Tea Industry Regulations, 2020

The Kenya Tea Sector Lobby which represents over 6,000 small scale farmers across the country has been advocating for reforms in the sector for a while now mainly related to the Kenya Tea Development Agency (KTDA) which is owned by 54 Corporate Tea Companies and which so far has had sole oversight of the sector. Complaints so far have been made on delayed payments to farmers, collusion by brokers, mismanagement of funds and poor corporate governance by KTDA.

In December 2019, CS Peter Munya was directed to oversee changes in the sector and address these issues. The CS issued draft regulations on 14 April 2020 but on 1st May, 2020, the lobby proposed further changes as follows:

  • Management fees be brought down in line with global standards of 1% as opposed to the 2.5% currently being charged by KTDA.
  • The maximum fees chargeable by brokers should be capped at the global benchmark rate of 0.25%,  as opposed to the current 1.25% being charged by brokers.
  • That the government through the Finance Act, 2020, scrap lot charge, and VAT on tea bought for local consumption. This will allow the farmer to have enhanced earnings while making the sector attractive for the development of a cottage tea manufacturing and packing industry.
  • The proposed regulations provide for funds from the sale of tea being transmitted to the factory within 14 days of purchase. The lobby proposes that the regulation specify penalties that would arise if the payment is made later than 14 days prescribed in the Act, to ensure prompt payment of farmers.
  • To remove any undue control of tea factories by the management agent (KTDA), the lobby further proposes that the role of making investment decisions for the factory should also be exempted from any management agent agreement to ensure that grower funds are fully controlled by the factory directors. KTDA should further be required to sell off all its non-tea-marketing related subsidiaries and properties and subsequently distribute those funds to the factories.

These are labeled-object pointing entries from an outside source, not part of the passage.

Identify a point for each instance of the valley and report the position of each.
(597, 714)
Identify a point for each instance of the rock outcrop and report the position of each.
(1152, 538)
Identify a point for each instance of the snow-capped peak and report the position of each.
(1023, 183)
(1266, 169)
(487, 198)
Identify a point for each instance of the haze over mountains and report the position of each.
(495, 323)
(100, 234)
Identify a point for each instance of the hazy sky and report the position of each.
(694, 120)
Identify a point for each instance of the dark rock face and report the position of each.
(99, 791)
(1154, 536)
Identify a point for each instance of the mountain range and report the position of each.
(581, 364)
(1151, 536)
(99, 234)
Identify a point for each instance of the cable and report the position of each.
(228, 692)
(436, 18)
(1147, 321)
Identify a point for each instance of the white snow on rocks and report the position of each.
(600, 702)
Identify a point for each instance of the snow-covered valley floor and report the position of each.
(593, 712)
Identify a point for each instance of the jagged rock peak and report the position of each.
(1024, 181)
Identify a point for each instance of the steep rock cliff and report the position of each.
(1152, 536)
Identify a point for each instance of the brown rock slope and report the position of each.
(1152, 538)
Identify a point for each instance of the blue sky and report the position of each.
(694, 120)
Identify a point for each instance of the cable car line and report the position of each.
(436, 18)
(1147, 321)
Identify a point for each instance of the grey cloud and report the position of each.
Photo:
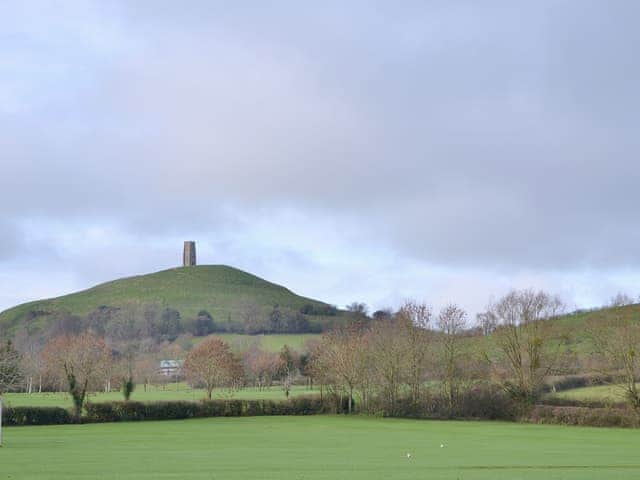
(493, 135)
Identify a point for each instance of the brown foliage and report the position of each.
(80, 362)
(212, 364)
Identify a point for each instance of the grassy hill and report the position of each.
(221, 290)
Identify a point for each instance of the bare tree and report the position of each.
(343, 352)
(390, 365)
(80, 361)
(452, 320)
(212, 364)
(487, 322)
(621, 299)
(527, 348)
(413, 320)
(617, 340)
(288, 362)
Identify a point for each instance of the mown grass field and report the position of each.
(219, 289)
(271, 342)
(318, 448)
(171, 391)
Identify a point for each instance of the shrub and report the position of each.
(17, 416)
(482, 401)
(173, 410)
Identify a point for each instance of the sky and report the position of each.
(443, 151)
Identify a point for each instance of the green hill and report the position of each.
(225, 292)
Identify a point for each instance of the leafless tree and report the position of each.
(487, 322)
(621, 299)
(528, 350)
(213, 365)
(390, 365)
(617, 340)
(452, 320)
(343, 353)
(10, 375)
(413, 320)
(80, 361)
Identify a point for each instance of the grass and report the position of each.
(272, 342)
(318, 448)
(613, 393)
(219, 289)
(171, 391)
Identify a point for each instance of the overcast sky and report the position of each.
(370, 151)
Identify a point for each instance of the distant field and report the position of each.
(219, 289)
(601, 392)
(170, 392)
(318, 448)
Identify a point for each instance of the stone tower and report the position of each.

  • There appears to be little involvement of the County Governments in the sector save for licensing of tea nurseries under regulation considering that agriculture is a devolved function as per schedule 4 of the Constitution. They propose that the county governments’ involvement in the implementation of these regulations be mainstreamed.

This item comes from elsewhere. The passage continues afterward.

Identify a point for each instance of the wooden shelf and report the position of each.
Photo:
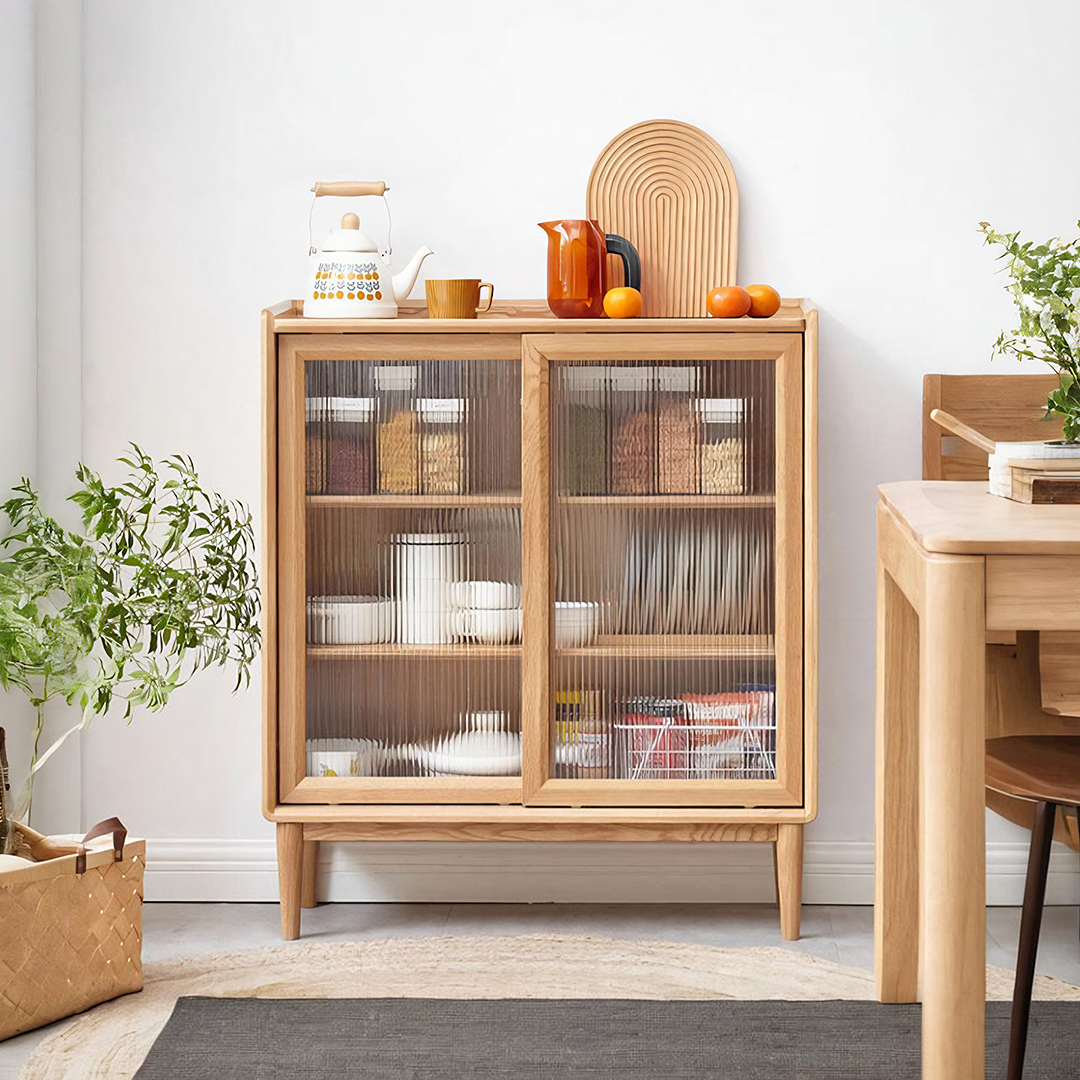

  • To secure farmers’ incomes, the lobby proposes that within a year of operationalization of these regulations, the Cabinet Secretary shall issue guidelines on the development of a framework for a sustainable Minimum Guaranteed Return (MGR) for tea farmers. This price stabilization program they say should be drawn up along global best practices and ensure it does not create loopholes to enrich the tea cartels.

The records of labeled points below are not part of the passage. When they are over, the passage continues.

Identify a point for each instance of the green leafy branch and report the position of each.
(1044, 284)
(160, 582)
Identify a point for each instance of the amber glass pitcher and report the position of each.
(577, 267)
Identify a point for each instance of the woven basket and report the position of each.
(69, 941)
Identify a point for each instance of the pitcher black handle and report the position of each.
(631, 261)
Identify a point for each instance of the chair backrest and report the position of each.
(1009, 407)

  • Lastly, for a transparent transition into the new regulations, it is incumbent on the Government to appoint an accredited international audit firm to carry out a forensic audit on KTDA Holdings, its subsidiaries, and all its 68 factories since the year 2000. This will assist in bringing closure to accusations of malpractice and set the tone for the lawful implementation of the Regulations and the prudent custody of public resources.